Astronomers at the University of Toronto have discovered a population of massive stars that have been stripped of their outer hydrogen layer by companion stars.
For over a decade, scientists have theorized that approximately one in three massive stars are stripped of their hydrogen envelope in binary systems (systems where two stars are gravitationally bound to one another). Yet, until now, only one possible candidate had been identified.
The findings, published in Science, shed light on the hot helium stars that are believed to be the origins of hydrogen-poor core-collapse supernovae and neutron star mergers.
“If it turned out that these stars are rare, then our whole theoretical framework for all these different phenomena is wrong, with implications for supernovae, gravitational waves and the light from distant galaxies,” said Maria Drout, assistant professor in the David A. Dunlap department of Astronomy & Astrophysics at the University of Toronto and an associate at the Dunlap Institute for Astronomy & Astrophysics.

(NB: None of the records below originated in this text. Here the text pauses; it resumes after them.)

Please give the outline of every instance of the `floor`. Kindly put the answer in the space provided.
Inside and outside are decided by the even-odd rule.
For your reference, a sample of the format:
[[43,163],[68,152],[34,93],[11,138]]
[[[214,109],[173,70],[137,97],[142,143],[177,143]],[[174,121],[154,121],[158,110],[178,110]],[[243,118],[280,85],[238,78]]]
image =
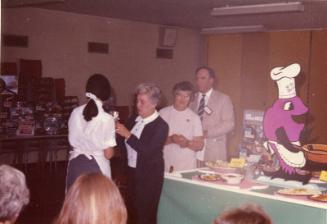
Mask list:
[[[111,166],[113,178],[123,194],[125,183],[123,163],[119,158],[114,158]],[[46,163],[42,167],[37,164],[29,164],[25,167],[17,165],[16,168],[25,173],[31,192],[30,203],[23,209],[16,224],[53,223],[65,197],[67,162],[57,162],[56,167],[54,164]]]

“This finding shows these stars really do exist.”
It also opens up possibilities for more detailed research going forward. “For example, predictions for how many neutron star mergers we should see are dependent on the properties of these stars, such as how much material comes off of them in stellar winds,” Drout says. “Now, for the first time, we’ll be able to measure that, whereas people have been extrapolating it before.”

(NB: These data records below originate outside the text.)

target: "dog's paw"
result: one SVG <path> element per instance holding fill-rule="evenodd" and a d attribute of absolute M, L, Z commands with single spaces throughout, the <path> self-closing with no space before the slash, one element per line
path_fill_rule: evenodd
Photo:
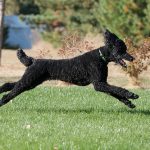
<path fill-rule="evenodd" d="M 132 104 L 130 101 L 127 102 L 125 105 L 127 105 L 129 108 L 135 108 L 136 106 L 134 104 Z"/>
<path fill-rule="evenodd" d="M 3 105 L 4 105 L 4 103 L 2 101 L 0 101 L 0 107 L 3 106 Z"/>
<path fill-rule="evenodd" d="M 132 92 L 129 92 L 128 95 L 127 95 L 127 98 L 128 98 L 128 99 L 138 99 L 138 98 L 139 98 L 139 95 L 134 94 L 134 93 L 132 93 Z"/>
<path fill-rule="evenodd" d="M 131 101 L 129 101 L 128 99 L 123 100 L 123 102 L 124 102 L 124 104 L 125 104 L 126 106 L 128 106 L 129 108 L 135 108 L 135 107 L 136 107 L 136 106 L 135 106 Z"/>
<path fill-rule="evenodd" d="M 133 98 L 132 99 L 138 99 L 138 98 L 139 98 L 139 95 L 133 94 Z"/>
<path fill-rule="evenodd" d="M 136 107 L 136 106 L 135 106 L 134 104 L 132 104 L 132 103 L 131 103 L 131 104 L 128 104 L 127 106 L 128 106 L 129 108 L 132 108 L 132 109 Z"/>

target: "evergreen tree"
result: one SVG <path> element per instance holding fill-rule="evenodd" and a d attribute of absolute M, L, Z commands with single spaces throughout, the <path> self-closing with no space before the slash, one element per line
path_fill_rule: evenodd
<path fill-rule="evenodd" d="M 99 0 L 94 16 L 101 28 L 108 28 L 120 37 L 139 40 L 145 36 L 144 0 Z"/>

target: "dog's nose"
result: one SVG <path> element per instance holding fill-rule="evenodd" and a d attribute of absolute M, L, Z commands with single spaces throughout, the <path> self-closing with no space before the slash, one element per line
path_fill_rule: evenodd
<path fill-rule="evenodd" d="M 127 60 L 127 61 L 133 61 L 134 60 L 134 57 L 131 56 L 130 54 L 126 53 L 124 56 L 123 56 L 123 59 Z"/>

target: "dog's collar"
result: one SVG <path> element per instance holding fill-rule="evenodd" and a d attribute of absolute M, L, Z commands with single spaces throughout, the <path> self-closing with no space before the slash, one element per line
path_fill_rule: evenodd
<path fill-rule="evenodd" d="M 100 49 L 99 49 L 99 55 L 100 55 L 100 57 L 101 57 L 104 61 L 106 61 L 106 58 L 104 57 L 104 55 L 102 54 L 102 52 L 101 52 Z"/>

Drout and her colleagues propose that these newly discovered stars will eventually explode as hydrogen-poor supernovae. These star systems are also thought to be necessary to form neutron star mergers.

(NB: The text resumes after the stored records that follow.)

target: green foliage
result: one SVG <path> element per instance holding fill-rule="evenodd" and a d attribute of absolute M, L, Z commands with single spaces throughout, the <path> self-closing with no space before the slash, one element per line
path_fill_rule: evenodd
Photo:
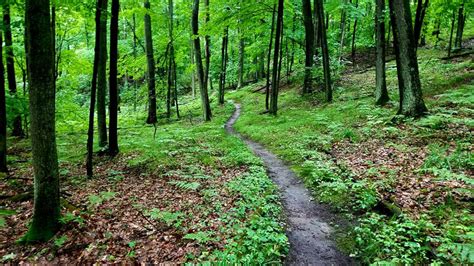
<path fill-rule="evenodd" d="M 166 224 L 167 226 L 173 226 L 178 229 L 181 227 L 181 224 L 185 218 L 184 214 L 181 212 L 162 211 L 156 208 L 146 211 L 145 213 L 153 220 L 157 220 Z"/>
<path fill-rule="evenodd" d="M 196 232 L 192 234 L 186 234 L 183 236 L 183 238 L 189 240 L 196 240 L 200 244 L 206 244 L 207 242 L 213 240 L 210 235 L 211 233 L 209 232 Z"/>
<path fill-rule="evenodd" d="M 104 201 L 111 200 L 115 197 L 117 193 L 113 191 L 102 191 L 99 193 L 99 195 L 89 195 L 89 206 L 91 207 L 97 207 L 101 205 Z"/>
<path fill-rule="evenodd" d="M 184 190 L 197 190 L 201 186 L 199 182 L 170 181 L 168 183 Z"/>
<path fill-rule="evenodd" d="M 79 226 L 83 226 L 85 222 L 84 218 L 79 215 L 76 216 L 74 213 L 71 212 L 66 212 L 64 215 L 61 216 L 59 220 L 62 224 L 68 224 L 73 222 L 77 223 Z"/>
<path fill-rule="evenodd" d="M 60 236 L 54 239 L 54 246 L 56 248 L 61 248 L 68 241 L 67 236 Z"/>
<path fill-rule="evenodd" d="M 16 214 L 16 211 L 14 210 L 0 209 L 0 228 L 7 225 L 7 222 L 5 221 L 5 217 L 14 215 L 14 214 Z"/>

In fact, the researchers believe that a few objects in their current sample are stripped stars with neutron star or blackhole companions. These objects are at the stage immediately before they become double-neutron-star or neutron-star-plus-blackhole systems that could eventually merge.
“Many stars are part of a cosmic dance with a partner, orbiting each other in a binary system. They’re not solitary giants but part of dynamic duos, interacting and influencing each other throughout their lifetimes,” says Bethany Ludwig, a PhD student in the David A. Dunlap department of Astronomy & Astrophysics and third author on the paper. “Our work sheds light on these fascinating relationships, revealing a universe that is far more interconnected and active than we previously imagined.
“Just as humans are social beings, stars too, especially the massive ones, are rarely alone.”
As stars evolve and expand to become red giants, the hydrogen at the outer edges of one can be stripped by the gravitational pull of its companion star – leaving a very hot helium core exposed. The process can take tens of thousands or even hundreds of thousands of years.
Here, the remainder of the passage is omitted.